Caitlin Ball, 23, started the Social Girls Club (SGC), which has attracted 1,100 members since March, to get women in their 20s and 30s together.
Group outings have included a rugby try-out, sea dips, jewellery making, painting classes and a meditation workshop to tackle feelings of isolation.
Ms Ball said the take-up had shown "there really was a need for the group" and watching the community grow over the past 10 months had been "mind-blowing".
Ms Ball, who is a project manager from Douglas, chose to set up the group after growing apart from school friends when she chose to stay on the Isle of Man to study at University College Isle of Man.
"I've never really had a proper girl group and making new friends as an adult is hard," she said.
Since creating the group, she said she had made "many really good friendships".
"I also see girls going out together, and adding each other on Instagram and Facebook after events, I just love it," she said.
Clare Pickering from Douglas went along to a group meet up after three years of living in the UK and immediately found friends.
She said even with established friendship groups and family, coming home was "still quite difficult" because people had "moved forward and you don't quite fit in anymore".
The club had made a "massive difference to me confidence-wise" as it "fosters a safe space to get to know people who are on your wavelength".
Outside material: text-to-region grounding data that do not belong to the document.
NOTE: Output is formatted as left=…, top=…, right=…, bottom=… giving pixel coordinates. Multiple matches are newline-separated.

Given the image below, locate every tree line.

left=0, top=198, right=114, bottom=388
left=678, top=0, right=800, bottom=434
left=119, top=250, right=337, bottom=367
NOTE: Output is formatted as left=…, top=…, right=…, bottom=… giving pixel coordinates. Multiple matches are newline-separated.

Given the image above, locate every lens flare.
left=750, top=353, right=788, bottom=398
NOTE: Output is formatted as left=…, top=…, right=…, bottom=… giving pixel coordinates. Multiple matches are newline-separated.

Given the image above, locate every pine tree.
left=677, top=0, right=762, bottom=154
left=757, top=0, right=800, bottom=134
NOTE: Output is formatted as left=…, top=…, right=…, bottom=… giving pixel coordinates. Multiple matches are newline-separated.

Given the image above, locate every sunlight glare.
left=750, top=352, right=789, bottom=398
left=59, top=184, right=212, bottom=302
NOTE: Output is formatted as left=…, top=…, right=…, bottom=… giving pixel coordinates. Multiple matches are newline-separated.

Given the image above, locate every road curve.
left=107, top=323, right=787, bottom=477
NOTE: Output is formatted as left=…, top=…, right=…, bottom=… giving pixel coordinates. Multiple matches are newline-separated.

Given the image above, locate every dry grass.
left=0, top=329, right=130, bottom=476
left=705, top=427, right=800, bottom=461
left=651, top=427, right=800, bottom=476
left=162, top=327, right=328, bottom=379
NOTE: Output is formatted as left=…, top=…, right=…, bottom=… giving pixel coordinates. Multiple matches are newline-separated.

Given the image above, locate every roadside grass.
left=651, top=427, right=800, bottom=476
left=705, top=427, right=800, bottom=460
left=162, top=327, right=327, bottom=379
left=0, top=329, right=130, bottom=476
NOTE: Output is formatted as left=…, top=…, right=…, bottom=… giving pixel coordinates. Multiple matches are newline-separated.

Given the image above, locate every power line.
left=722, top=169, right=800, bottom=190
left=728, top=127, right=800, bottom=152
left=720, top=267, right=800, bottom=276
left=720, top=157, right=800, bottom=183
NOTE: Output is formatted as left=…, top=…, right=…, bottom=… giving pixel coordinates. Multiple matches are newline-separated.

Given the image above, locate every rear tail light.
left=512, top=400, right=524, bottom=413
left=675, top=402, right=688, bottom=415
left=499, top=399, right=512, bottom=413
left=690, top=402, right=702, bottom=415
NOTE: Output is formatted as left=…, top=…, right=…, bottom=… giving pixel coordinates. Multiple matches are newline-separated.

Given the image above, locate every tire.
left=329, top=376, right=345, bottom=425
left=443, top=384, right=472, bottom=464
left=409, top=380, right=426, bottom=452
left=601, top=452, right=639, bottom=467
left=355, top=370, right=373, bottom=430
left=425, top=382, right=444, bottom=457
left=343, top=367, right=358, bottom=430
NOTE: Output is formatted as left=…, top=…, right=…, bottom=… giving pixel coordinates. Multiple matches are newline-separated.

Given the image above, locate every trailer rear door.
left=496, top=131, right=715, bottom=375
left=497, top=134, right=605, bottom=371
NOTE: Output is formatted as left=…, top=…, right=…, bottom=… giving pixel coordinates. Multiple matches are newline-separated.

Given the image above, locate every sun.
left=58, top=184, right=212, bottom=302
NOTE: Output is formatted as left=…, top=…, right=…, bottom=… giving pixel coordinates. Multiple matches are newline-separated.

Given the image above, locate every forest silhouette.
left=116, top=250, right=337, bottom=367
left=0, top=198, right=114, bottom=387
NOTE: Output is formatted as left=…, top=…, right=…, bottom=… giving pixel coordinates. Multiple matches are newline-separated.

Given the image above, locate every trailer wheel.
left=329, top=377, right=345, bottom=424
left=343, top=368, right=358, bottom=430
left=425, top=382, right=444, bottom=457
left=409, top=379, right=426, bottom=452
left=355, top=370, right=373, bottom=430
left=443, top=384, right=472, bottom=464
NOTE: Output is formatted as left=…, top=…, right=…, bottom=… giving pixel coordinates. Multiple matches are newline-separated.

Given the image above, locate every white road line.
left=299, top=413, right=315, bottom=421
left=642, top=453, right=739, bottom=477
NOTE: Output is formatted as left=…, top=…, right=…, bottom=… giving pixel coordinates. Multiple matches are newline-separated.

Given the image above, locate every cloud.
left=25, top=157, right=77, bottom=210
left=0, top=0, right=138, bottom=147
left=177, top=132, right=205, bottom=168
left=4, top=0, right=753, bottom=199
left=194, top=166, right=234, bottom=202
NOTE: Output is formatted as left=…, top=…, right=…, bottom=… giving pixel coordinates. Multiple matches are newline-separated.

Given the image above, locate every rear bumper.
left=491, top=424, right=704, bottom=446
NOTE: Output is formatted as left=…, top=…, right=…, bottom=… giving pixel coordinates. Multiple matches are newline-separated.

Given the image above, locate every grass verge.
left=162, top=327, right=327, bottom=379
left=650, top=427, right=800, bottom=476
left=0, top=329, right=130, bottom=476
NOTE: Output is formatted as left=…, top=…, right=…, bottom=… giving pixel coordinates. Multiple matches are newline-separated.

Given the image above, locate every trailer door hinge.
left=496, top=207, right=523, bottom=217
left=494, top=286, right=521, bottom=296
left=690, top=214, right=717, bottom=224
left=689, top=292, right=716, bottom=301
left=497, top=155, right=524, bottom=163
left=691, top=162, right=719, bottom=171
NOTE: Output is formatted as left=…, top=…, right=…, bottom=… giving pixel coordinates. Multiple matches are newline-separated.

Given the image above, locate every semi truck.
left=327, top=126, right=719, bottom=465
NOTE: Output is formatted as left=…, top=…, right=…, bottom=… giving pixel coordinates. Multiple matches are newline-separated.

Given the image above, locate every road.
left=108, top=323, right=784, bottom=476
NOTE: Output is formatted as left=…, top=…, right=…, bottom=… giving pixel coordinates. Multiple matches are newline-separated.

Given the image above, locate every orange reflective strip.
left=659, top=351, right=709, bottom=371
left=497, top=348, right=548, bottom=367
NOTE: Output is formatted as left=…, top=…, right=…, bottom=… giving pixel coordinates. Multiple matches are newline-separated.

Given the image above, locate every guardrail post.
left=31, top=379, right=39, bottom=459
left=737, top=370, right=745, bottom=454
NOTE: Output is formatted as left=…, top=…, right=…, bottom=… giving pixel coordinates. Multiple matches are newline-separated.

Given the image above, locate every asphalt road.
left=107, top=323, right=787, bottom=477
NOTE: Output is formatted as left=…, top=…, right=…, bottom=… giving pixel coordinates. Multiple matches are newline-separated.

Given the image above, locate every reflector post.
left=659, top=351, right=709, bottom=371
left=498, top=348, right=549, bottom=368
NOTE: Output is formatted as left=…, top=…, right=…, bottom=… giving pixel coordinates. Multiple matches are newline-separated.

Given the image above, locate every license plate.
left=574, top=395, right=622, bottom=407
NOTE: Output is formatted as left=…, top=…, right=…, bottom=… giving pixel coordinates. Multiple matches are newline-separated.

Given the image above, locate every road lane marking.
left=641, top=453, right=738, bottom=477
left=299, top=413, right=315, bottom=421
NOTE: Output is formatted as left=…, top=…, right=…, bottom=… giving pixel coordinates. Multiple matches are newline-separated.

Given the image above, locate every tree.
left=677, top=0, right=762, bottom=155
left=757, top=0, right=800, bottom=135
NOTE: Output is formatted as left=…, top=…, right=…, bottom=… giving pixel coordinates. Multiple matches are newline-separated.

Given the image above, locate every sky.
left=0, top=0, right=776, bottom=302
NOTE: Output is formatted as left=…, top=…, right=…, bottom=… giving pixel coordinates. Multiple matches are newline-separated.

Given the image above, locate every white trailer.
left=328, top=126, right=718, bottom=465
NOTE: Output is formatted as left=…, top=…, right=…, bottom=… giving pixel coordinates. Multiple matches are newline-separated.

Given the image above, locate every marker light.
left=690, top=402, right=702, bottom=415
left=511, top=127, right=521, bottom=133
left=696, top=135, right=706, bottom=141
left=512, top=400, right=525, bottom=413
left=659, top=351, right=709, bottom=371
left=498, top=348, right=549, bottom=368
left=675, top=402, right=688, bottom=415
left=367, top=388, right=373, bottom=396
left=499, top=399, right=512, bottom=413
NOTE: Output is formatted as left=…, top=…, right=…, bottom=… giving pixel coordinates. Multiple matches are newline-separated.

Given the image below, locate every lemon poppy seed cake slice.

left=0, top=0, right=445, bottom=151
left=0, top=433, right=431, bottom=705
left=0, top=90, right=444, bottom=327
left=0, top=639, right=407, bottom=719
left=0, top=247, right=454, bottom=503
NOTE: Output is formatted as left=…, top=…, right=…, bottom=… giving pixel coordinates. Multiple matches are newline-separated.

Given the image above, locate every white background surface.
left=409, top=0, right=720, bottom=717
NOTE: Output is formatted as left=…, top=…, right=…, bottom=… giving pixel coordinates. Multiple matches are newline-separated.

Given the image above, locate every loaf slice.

Ms Pickering, who is now an group volunteer, said it had been "lovely" to build a "massive community of lovely people" who were all "looking for connections".
The volunteers, who run the group in their spare time, said new members had included student nurses and teachers, and people who have lost contact with their friends.
Tiffany Baker Quayle, who moved to the Isle of Man for teacher training in 2019, said the uptake had been amazing but she was "not surprised" it been so well subscribed.
She said she wanted to help set up the group because moving to the Isle of Man at the age of 21 had "felt like joining the main cast of a TV show in series five".
The feedback had been "really special, and we're just getting started", she added.